An ongoing feud between promotors Dana White and Oscar De La Hoya has now escalated with White going on ESPN to lambast the boxing legend and Golden Boy owner, while De La Hoya has upped the ante even further by issuing an offer to fight his rival.
De La Hoya has recently claimed that the UFC are underpaying their fighters, and that sent White on the warpath during an interview on ESPN’s First Take show yesterday.

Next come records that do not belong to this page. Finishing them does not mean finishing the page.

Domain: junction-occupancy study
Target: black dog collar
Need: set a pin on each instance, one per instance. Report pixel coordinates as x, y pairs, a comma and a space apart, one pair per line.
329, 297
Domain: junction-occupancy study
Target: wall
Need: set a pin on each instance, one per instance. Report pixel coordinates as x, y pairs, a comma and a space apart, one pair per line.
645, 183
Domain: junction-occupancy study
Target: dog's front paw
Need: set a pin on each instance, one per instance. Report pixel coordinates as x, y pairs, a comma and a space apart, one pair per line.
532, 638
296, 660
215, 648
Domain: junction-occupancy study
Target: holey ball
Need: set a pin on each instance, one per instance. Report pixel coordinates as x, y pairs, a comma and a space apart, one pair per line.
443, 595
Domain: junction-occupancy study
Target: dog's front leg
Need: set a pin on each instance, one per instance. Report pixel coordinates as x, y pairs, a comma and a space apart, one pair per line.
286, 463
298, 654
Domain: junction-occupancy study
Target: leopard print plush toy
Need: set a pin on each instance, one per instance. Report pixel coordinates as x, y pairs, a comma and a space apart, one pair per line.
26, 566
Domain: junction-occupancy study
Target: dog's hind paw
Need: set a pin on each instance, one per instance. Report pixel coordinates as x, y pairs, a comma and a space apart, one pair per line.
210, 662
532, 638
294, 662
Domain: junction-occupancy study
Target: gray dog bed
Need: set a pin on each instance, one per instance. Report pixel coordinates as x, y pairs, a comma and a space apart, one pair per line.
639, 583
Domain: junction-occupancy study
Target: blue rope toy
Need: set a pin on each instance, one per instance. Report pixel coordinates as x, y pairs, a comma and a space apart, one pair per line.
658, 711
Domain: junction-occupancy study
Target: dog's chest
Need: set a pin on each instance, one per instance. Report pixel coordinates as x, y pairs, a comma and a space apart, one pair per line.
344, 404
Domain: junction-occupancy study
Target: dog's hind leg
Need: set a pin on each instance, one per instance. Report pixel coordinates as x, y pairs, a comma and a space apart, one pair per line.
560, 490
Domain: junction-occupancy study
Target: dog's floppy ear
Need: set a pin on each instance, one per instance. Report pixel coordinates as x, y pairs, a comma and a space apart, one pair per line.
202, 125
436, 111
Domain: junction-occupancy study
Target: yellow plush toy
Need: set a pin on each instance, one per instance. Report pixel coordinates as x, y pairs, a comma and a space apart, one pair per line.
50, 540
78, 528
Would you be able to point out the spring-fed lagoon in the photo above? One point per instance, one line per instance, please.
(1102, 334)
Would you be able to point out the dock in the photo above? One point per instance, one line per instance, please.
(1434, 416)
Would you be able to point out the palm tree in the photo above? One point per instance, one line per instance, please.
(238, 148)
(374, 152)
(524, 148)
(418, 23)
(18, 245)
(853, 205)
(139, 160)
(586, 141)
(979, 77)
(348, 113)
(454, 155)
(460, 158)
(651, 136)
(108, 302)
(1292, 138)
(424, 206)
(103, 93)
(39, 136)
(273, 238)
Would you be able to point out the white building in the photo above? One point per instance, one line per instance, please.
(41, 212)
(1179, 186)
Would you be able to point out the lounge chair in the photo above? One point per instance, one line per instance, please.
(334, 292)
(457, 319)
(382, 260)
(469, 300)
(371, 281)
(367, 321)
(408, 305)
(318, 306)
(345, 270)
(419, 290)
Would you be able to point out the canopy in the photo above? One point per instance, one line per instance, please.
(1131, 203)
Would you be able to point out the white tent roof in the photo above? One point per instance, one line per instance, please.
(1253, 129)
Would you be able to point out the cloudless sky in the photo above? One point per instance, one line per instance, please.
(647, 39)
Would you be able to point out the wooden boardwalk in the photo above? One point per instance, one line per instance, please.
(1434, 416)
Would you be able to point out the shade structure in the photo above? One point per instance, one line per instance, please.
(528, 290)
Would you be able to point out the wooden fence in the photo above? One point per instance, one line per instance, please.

“It’s one thing to sit around with your friends and lie. It’s another thing to go on ESPN and lie,” White said of a recent appearance on the channel by De La Hoya. “So here are the facts. I have paid Chuck Liddell more money over the years not to fight in the last seven years than he paid him to fight Tito Ortiz. That’s a fact, number one. From 2011 to 2017, when I asked him to retire, we paid him around $400,000 a year to not fight.”
By contrast, De La Hoya paid Liddell $250,000 to come out of retirment and fight Tito Ortiz. Liddell was also guaranteed to get a cut of the pay-per-view revenue, but given that the event ended up doing a dismal 30,000 buys rather than the 500,000 that had initially been touted, that proved to be a financial flop.
White also came armed with other interesting financial facts, including the UFC having had nine events in their history that have done over one million pay-per-view buys, from which fighters earned a total of $133 million, $84 million of which went to the main event fighters and $27.4 million to the co-main event stars and $21.6 million to the remainder of the cards.
Meanwhile, De La Hoya took to Luke Thomas’ show on Sirius XM and called him out for a boxing match next year.
“Let’s do this under Canelo Cinco de Mayo,” De La Hoya stated. “I’ll even give you five months so you can get off the juice and then we can, you know, get in great shape and then we go three rounds, and then, ’m going to give you what, a 50-pound advantage? That’s okay, I can take you on. Let’s do it.”